Sebastian Vettel believes his clash with Mick Schumacher in the closing stages of Formula 1’s Miami Grand Prix was “stupid for both of us”.

Vettel was fighting with Schumacher and Alpine’s Esteban Ocon for ninth place having recovered from a pitlane start when the incident occurred at the start of Lap 54.

Schumacher and Ocon ran wide at Turn 17 allowing Vettel to move in front as they crossed the finish line to start the next lap, only for Schumacher, with the help of DRS, to make a move at the first corner.

But the manoeuvre ended in contact as Vettel, unsighted by Schumacher’s Haas on his inside, turned in, leaving both with damage and ending hopes of a points finish.

The four-time world champion retired on the spot, while Schumacher had to pit from repairs before limping home 15th.

Speaking to Sky Sports F1, Vettel, who is a close friend and mentor to Schumacher, was downbeat at seeing a second consecutive top-10 finish slip away.

“Of course, stupid for both of us. That’s what remains,” Vettel said. “I’m sorry we’re both out [of the points].

“I thought I had the corner and was in front, I didn’t expect him. Then when I saw him, it was too late. I’ll have to look at it again. But it’s bitter for both of us, of course.”

While Vettel admitted overtaking had been harder than he anticipated in the inaugural Miami GP, he felt a P8 finish had been within reach.

“It was very, very difficult to overtake. I would have thought it would have been easier,” he said.

“I was much faster at the start and then lost a bit of momentum, always felt a step too late.
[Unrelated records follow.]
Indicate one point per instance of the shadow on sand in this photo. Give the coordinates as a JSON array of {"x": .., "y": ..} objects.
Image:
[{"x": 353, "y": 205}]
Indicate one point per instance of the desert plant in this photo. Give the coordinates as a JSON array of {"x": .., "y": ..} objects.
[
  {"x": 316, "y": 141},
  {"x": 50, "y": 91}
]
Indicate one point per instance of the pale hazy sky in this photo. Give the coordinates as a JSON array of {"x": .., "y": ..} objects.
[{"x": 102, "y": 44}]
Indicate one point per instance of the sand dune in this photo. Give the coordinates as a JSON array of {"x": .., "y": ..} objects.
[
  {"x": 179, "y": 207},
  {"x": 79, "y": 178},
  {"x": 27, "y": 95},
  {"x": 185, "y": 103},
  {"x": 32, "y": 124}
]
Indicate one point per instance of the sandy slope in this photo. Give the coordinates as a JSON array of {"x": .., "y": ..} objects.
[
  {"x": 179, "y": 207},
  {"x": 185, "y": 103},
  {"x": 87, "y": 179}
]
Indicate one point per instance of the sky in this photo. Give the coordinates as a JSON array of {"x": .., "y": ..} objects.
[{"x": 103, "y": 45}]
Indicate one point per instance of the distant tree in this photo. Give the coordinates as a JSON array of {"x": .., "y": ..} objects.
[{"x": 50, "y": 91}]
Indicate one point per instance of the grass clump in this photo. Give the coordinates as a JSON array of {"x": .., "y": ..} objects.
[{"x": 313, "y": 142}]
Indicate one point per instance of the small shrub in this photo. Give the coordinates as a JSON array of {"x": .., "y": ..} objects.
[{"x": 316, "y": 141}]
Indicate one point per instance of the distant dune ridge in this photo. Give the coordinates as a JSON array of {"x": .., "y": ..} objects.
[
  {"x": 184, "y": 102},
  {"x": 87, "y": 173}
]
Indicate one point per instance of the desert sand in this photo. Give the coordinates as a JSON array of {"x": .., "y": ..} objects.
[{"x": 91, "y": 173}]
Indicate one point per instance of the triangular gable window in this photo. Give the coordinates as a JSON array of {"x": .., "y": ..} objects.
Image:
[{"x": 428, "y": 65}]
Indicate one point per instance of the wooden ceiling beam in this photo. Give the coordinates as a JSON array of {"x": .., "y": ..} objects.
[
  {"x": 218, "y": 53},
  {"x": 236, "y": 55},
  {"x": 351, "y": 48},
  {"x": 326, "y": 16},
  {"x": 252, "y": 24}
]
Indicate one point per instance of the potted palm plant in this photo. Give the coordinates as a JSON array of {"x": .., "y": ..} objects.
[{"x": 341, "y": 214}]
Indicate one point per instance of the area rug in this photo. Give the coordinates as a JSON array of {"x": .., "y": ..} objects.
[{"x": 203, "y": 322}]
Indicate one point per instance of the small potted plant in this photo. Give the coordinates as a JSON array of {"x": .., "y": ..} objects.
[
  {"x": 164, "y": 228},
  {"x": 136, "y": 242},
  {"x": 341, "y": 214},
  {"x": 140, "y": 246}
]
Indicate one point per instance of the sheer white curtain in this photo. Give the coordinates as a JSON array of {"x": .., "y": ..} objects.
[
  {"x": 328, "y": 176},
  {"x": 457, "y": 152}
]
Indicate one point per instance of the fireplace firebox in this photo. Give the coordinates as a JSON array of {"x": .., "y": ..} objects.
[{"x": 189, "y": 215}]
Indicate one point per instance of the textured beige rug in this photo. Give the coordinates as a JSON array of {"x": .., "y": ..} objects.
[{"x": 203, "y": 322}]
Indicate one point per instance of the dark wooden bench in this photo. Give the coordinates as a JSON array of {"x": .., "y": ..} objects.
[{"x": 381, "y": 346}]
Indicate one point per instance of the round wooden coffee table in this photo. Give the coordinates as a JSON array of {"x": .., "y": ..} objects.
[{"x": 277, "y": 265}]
Of course, we benefited from the safety car. I think we could have finished at least eighth today.”

Giving his side of the incident, Schumacher refused to apportion blame despite losing the chance to secure his first career points in F1.

“I don’t really know. It’s obviously super difficult to see things in the rear-view mirrors of these cars,” Schumacher explained, as quoted by “It was a very unfortunate way to end the race today.”

When asked if his move was a little optimistic in hindsight, the German replied: “I don’t know. I tried not to go super deep, tried to leave a bit of room, but clearly it was a bit too tight.”

Despite the FIA stewards reviewing the clash, it ultimately decided neither driver was predominately to blame, labelling it a racing incident.